La valorisation des ressources halieutiques, de la pêche artisanale et de la pêche industrielle de la région Atsimo Andrefana reste un travail de longue haleine. C’est ce qui a été évoqué durant la conférence sur l’économie bleue, organisée lors de l’Atsimo Andrefana Business Week à Toliara, du 31 août au 6 septembre dernier. La région dispose d’une longue zone côtière caractérisée par un plateau continental large dans le canal de Mozambique. La pêche aux poissons, poulpes, langoustes, crabes, calmars et l’aquaculture d’algues et de trépangs en constituent les principales ressources pour les communautés côtières.

« Il a été discuté que le secteur de la pêche et de l’économie bleue fait face à la pression migratoire des communautés à l’intérieur des terres vers le littoral. Ces gens exerçant notamment des activités agro-pastorales, contraints de quitter la terre à cause de la sécheresse, se convertissent en pêcheurs, pensant que les activités relatives à la pêche sont faciles. Les conséquences ne sont pas assez bonnes », explique Faustinato Behivoke, panéliste, enseignant à l’Institut halieutique et des sciences marines (IHSM) de Toliara.

L’augmentation constante du nombre de pêcheurs constitue un défi majeur.
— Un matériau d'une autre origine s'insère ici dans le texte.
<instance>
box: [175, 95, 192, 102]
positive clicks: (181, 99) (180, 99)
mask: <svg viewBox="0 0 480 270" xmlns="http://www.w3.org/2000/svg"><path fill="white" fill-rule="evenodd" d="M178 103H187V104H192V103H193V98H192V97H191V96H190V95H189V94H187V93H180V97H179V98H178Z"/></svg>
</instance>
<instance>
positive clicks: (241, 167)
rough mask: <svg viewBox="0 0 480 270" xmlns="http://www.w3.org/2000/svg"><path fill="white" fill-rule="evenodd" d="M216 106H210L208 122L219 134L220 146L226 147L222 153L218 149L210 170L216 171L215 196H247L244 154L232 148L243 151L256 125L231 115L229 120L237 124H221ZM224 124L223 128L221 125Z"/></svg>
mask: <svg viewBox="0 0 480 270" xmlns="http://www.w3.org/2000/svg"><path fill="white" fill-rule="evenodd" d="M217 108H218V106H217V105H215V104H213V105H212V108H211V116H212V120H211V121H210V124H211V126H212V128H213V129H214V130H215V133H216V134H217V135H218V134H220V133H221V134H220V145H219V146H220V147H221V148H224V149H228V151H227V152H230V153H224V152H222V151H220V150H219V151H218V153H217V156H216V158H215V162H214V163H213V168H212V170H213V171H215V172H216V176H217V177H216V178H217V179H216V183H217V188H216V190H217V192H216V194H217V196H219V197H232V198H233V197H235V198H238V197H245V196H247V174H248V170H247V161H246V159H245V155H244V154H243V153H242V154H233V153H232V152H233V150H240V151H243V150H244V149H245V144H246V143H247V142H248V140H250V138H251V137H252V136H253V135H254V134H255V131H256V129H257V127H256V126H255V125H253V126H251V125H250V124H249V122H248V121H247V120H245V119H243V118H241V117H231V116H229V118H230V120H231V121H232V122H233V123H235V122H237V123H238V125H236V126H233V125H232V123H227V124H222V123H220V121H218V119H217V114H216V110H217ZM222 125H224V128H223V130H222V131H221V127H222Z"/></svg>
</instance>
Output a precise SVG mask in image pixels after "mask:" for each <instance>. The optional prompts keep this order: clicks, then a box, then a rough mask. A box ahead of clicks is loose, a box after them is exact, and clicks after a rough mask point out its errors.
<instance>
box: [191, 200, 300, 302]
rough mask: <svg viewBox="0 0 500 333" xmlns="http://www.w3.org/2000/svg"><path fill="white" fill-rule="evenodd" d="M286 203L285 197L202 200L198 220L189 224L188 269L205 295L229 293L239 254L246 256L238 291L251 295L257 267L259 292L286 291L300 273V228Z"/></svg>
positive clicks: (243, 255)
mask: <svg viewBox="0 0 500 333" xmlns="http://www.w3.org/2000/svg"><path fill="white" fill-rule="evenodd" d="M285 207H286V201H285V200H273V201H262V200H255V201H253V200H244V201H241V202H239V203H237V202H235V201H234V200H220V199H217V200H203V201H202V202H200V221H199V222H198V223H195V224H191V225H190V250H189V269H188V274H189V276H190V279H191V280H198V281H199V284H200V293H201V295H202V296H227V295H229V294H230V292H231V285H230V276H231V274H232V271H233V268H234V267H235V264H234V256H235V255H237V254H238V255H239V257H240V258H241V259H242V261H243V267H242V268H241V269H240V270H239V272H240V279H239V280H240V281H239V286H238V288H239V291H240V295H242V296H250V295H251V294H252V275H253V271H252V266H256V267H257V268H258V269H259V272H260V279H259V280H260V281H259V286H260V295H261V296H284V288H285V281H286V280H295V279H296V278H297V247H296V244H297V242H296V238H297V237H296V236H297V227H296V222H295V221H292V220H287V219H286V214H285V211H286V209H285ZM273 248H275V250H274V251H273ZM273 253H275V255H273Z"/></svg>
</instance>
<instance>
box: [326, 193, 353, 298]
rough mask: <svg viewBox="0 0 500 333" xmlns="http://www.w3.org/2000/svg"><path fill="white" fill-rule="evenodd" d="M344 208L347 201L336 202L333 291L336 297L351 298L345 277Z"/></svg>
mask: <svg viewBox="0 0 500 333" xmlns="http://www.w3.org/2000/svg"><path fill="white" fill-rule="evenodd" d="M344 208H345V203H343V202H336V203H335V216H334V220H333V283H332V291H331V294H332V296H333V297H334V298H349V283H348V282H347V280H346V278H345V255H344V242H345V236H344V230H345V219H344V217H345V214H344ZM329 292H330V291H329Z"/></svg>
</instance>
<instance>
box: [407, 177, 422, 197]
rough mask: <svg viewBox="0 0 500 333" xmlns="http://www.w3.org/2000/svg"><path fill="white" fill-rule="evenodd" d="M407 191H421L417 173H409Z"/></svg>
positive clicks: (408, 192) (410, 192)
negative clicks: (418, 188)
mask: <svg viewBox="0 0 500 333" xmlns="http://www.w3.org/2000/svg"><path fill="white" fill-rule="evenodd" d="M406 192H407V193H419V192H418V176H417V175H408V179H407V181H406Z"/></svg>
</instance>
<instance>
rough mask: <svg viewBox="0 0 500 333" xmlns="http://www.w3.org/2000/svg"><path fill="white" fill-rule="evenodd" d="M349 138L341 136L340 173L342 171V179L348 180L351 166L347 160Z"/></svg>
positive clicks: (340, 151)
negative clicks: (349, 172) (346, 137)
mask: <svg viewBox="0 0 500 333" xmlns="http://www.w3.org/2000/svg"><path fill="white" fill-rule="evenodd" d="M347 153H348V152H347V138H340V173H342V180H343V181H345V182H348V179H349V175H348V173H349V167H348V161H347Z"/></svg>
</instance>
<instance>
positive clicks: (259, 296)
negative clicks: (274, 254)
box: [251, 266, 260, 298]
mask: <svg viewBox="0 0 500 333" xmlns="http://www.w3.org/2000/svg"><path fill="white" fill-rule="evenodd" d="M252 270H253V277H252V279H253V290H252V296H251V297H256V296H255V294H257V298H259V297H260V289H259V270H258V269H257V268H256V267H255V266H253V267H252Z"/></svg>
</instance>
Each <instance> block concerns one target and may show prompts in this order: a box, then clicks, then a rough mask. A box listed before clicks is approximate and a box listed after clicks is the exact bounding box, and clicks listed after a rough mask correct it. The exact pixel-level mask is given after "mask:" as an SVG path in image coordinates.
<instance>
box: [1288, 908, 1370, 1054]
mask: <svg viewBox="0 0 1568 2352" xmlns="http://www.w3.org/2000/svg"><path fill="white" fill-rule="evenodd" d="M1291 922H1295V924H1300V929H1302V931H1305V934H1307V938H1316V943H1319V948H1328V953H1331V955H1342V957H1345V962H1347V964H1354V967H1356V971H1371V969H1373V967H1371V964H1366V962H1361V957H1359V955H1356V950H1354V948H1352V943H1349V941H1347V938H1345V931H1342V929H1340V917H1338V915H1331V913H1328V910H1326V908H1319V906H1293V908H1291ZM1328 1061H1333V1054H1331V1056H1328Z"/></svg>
Il a également été souligné que le changement climatique et le réchauffement des eaux détruisent progressivement des barrières de corail, en entraînant ainsi la raréfaction de nombreuses espèces dans les lagons.

« Les routes communales et d’intérêt provincial ne sont pas toutes encore en bon état, ce qui complique l’acheminement de certains produits halieutiques. Puisque l’économie bleue n’est pas à dissocier du tourisme, car des réserves marines constituent des points d’attraction touristique, le débat a également porté sur le transport aérien », continue l’enseignant-chercheur.